Photopolarimetric measurements in the Atlanta metropolitan area, and their potential for improving characterization of absorbing aerosols
Bryan M. Karpowicz, Georgia Institute of Technology, Atlanta, GA; and I. N. Sokolik, R. J. Greenwald, R. Peltier, R. Weber, and M. Bergin
Large uncertainties in the effects of atmospheric aerosols are among the major factors currently limiting our understanding of climate change. A key question is whether atmospheric aerosols contribute to warming or cooling of the climate system. Since the sign of radiative forcing is controlled by the ability of aerosol particles to absorb light, the information on the single scattering albedo of different aerosol types is clearly very desirable.

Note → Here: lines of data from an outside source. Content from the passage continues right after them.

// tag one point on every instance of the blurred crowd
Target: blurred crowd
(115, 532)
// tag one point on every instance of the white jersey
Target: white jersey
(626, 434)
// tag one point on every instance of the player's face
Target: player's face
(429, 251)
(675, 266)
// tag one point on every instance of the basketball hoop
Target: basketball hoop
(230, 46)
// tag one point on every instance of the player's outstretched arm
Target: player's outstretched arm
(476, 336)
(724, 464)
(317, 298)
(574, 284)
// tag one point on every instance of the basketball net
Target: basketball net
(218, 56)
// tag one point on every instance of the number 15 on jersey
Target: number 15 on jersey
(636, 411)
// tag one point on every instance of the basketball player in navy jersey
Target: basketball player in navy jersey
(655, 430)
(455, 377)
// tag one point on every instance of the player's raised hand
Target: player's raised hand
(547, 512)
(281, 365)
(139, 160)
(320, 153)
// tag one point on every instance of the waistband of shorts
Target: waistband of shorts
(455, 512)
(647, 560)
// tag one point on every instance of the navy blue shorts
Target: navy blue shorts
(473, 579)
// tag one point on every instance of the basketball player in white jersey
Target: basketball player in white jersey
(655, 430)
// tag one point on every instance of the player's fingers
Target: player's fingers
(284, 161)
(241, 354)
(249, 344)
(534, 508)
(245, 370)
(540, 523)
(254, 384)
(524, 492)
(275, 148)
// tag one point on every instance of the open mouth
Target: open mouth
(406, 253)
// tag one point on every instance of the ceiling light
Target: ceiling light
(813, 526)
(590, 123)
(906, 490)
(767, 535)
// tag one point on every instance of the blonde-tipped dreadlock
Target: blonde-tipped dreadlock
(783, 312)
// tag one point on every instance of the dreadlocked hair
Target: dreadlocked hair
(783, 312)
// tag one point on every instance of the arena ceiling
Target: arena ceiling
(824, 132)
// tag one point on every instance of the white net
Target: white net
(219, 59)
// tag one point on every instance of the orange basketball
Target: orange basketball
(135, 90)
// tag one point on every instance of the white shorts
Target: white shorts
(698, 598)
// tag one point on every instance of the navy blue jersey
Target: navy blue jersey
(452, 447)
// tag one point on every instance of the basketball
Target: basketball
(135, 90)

This study explores the potential for retrieving the aerosol single scattering albedo using ground-based polarimetric measurements conducted under urban aerosol-laden conditions. We utilized data from several AERONET sites representative of urban pollution cases. In addition, new measurements were carried out in the Atlanta Metropolitan Area using a CIMEL sun-sky photometer with a polarimetric channel in conjunction with a suite of in-situ aerosol instruments including a Magee Scientific Aethalometer, Particle Soot Absorption Photometer, Nephelometer, and an EC/OC instrument. Several techniques to retrieve the single scattering albedo were tested. A detailed analysis of the sensitivity of polarization to aerosol size distribution, composition, amount of black carbon and its mixing state were performed using a polarimetric radiative transfer code. The paper will report the results of this work and discuss the advantages and limitations of polarimetric measurements for the retrieval of the aerosol single scattering albedo.